The Padfone Infinity is based on a Snapdragon 800 platform with the 2.2 GHz Krait 400 clocks inside, and 450 MHz Adreno 330 GPU. There's also 2 GB of LPDDR3 alongside. I'll save the rest of the spec listing for the table, but the Padfone Infinity is absolutely bleeding edge in terms of both its camera, displays on both the smartphone and station, and SoC inside. I've only been playing with the Padfone for a short time, but UI is very smooth in both modes, and the transition between tablet and phone operation is very fast.
|ASUS Padfone Infinity
Qualcomm Snapdragon 800 (MSM8974)
4x Krait 400 2.2 GHz, Adreno 330 GPU
5-inch 1080p IPS (PadFone)
10.1-ich 1920x1200 IPS (PadFone Station)
|2 GB LPDDR3 RAM
|802.11a/b/g/n/ac + BT 4.0
16/32 GB Internal, microSD slot (up to 64 GB),
50 GB ASUS WebStorage
3.5mm headphone, nanoSIM,
myDP (USB 2.0 host+device, 1080p video out)
2400 mAh (PadFone)
5000 mAh (PadFone Station)
|Size / Mass
143.5 x 72.8 x 8.9mm, 145 grams (PadFone)
264.6 x 181.6 x 10.6mm, 532 grams (PadFone station)
2 MP w/AF, F/2.0 (Front)
13 MP w/AF,LED F/2.0 (Rear)
(DL: 42Mbit/s / UL: 5.76Mbit/s)
LTE Cat 4: 800/1800/2600MHz
(DL: 150Mbit/s, UL: 50Mbit/s)
I've been wanting to take a look at the Padfone line for a long time regardless of the fact that there's no variant yet with USA-appropriate LTE bands. The other side of the Padfone is that US operators seem to be hostile to the form factor for some reason, of course it's an obvious way for consumers to get both tablet and smartphone under a single data plan.

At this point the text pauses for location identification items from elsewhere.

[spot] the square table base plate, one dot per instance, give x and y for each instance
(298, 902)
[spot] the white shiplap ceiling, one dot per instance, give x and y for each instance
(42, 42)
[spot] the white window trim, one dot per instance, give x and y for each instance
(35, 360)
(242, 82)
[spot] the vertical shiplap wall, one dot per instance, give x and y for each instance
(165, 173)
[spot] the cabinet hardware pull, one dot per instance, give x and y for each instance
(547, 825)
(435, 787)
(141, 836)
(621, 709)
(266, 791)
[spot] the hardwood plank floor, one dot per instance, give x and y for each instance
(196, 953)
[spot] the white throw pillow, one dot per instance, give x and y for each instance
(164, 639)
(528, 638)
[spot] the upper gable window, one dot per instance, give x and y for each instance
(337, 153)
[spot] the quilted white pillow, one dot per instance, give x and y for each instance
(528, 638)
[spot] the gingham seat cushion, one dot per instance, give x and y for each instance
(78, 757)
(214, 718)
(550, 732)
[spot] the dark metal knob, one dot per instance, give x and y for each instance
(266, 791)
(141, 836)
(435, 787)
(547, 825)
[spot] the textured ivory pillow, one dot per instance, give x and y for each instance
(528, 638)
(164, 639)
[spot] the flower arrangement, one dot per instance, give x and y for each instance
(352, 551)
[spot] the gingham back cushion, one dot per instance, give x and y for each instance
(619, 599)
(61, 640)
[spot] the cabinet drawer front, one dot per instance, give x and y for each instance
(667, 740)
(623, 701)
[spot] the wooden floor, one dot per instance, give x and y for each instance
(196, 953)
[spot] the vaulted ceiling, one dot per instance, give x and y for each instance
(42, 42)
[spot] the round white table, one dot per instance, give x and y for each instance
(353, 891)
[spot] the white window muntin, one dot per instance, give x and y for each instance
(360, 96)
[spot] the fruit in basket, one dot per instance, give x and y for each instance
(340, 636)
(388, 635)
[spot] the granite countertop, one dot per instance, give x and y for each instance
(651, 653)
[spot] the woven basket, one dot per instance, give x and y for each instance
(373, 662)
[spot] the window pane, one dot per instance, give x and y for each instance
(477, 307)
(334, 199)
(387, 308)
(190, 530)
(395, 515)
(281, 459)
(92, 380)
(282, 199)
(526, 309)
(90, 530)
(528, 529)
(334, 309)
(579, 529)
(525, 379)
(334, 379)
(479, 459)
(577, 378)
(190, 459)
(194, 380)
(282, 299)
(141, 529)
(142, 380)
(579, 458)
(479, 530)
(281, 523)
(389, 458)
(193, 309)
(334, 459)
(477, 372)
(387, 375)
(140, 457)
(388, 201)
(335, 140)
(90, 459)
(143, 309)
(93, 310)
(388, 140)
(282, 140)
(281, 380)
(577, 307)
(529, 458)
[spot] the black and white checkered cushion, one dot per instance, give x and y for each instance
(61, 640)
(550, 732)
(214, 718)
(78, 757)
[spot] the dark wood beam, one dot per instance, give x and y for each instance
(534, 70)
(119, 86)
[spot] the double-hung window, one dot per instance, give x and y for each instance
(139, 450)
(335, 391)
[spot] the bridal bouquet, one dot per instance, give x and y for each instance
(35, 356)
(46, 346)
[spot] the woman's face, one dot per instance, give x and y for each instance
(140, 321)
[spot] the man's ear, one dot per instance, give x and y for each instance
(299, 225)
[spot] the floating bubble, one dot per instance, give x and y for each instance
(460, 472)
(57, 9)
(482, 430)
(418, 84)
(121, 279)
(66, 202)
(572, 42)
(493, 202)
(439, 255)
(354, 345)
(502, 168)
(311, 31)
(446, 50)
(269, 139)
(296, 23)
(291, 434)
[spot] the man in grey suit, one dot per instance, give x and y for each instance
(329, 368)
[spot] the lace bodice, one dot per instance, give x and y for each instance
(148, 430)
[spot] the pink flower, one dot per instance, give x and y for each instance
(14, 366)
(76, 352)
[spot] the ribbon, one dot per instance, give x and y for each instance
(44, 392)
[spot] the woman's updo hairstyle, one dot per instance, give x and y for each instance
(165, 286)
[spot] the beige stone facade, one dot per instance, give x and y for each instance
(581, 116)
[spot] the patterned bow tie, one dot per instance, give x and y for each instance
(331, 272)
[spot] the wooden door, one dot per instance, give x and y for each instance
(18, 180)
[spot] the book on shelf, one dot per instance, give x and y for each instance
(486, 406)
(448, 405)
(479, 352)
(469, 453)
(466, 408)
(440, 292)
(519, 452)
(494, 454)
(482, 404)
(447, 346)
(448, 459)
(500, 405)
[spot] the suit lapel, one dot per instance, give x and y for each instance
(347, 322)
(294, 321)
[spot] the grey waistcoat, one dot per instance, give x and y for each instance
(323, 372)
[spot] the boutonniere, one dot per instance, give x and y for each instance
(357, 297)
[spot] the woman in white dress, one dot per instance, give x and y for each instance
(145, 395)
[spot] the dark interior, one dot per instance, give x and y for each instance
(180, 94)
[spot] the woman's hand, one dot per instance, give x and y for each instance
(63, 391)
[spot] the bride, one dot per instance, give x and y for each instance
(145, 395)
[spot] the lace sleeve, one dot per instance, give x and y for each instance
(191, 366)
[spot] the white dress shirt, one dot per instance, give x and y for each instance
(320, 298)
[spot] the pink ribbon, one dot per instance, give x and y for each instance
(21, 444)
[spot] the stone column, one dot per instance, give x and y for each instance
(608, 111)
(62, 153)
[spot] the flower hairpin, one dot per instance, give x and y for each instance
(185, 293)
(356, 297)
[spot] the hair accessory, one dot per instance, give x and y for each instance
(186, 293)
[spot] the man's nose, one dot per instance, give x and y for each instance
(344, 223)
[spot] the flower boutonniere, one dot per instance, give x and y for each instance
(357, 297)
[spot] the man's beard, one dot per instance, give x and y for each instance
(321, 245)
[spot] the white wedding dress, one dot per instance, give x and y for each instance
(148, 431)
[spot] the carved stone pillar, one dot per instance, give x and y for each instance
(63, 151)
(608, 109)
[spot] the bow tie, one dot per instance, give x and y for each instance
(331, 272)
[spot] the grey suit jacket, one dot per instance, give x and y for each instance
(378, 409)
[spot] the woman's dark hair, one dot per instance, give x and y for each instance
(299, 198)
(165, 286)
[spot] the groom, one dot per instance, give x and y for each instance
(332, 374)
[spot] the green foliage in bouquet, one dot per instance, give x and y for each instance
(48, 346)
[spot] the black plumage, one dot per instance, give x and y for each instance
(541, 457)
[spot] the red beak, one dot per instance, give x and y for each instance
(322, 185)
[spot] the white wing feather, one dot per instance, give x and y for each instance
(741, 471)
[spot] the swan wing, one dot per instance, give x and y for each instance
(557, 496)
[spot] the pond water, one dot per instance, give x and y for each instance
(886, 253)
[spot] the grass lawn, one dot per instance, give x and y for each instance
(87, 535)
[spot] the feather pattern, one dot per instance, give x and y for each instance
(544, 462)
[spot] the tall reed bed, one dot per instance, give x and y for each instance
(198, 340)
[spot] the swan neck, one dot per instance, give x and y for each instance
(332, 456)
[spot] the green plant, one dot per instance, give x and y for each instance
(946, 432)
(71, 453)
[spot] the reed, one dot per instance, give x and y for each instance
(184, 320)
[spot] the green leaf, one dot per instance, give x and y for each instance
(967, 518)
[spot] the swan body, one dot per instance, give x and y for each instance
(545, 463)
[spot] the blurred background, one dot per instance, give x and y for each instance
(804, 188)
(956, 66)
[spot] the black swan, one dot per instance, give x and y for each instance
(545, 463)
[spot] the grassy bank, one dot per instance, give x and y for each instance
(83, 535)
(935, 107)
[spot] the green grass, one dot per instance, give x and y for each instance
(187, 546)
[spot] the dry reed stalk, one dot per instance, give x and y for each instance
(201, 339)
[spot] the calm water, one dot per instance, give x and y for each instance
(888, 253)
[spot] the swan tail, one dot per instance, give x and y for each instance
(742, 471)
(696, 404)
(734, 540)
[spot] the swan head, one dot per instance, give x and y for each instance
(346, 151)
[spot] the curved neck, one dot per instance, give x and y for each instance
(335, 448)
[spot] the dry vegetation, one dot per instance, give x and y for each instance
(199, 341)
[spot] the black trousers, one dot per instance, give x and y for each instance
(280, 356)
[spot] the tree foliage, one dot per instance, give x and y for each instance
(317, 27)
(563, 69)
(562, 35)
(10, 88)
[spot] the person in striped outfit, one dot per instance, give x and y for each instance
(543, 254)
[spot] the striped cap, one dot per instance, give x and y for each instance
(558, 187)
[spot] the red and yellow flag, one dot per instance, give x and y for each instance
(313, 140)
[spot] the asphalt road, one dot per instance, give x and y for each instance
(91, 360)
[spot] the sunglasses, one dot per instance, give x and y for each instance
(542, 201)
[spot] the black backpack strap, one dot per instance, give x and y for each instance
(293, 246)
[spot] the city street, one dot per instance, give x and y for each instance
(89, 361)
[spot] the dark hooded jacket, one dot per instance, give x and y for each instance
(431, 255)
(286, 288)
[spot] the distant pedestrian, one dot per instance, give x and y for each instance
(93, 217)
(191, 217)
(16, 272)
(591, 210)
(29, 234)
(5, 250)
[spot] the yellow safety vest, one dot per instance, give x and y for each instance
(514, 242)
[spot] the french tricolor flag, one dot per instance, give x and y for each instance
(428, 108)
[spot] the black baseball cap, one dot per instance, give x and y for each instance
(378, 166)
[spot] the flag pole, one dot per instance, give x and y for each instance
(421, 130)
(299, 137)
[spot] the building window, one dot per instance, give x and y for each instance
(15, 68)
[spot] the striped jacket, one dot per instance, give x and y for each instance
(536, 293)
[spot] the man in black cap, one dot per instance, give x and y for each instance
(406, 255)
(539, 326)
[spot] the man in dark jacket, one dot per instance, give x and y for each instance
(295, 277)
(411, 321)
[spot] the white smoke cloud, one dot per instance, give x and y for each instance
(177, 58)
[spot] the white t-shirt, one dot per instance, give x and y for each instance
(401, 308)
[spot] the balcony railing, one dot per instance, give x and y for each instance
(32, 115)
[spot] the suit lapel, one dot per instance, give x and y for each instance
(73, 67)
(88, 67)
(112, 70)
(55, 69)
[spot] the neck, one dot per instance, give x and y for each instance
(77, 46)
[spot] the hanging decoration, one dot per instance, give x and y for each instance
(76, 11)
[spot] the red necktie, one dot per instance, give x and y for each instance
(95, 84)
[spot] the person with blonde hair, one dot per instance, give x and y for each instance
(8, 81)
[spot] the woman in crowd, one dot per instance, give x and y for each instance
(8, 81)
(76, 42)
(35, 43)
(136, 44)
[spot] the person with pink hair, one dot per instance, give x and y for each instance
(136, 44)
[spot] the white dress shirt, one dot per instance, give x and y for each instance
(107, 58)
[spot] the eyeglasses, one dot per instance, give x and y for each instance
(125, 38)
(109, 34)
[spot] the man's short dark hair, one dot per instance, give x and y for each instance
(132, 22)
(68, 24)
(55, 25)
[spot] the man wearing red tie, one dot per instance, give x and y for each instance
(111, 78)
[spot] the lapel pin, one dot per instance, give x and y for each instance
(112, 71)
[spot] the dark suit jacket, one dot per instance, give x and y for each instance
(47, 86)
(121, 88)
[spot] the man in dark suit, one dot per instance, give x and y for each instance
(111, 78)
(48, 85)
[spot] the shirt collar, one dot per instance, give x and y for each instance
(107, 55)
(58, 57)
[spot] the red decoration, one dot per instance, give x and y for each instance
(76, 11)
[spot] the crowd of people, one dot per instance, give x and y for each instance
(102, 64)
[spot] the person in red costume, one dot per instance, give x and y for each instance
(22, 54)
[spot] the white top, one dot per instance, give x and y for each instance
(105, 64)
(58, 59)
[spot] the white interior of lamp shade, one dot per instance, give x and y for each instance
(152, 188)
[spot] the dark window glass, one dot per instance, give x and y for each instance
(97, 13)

I've been impressed with ASUS hardware build quality since playing with some of the earliest mobile devices, and it has continued to improve. The Padfone Infinity seems to have nailed the insert/eject force for the smartphone module, and the docking station tablet seems to be pretty solid. The industrial design is almost the same as the Padfone Infinity I played with at MWC earlier this year, though the new Padfone infinity adds a diamond cut edge to the rear of the phone to make it less sharp when held in the hand. I was impressed then with the use of metal on the smartphone module and continue to be impressed with both build quality and way that handset feels. I'm buried in smartphones and devices for this refresh period before the holidays, but we're definitely going to take a longer look at the Padfone Infinity.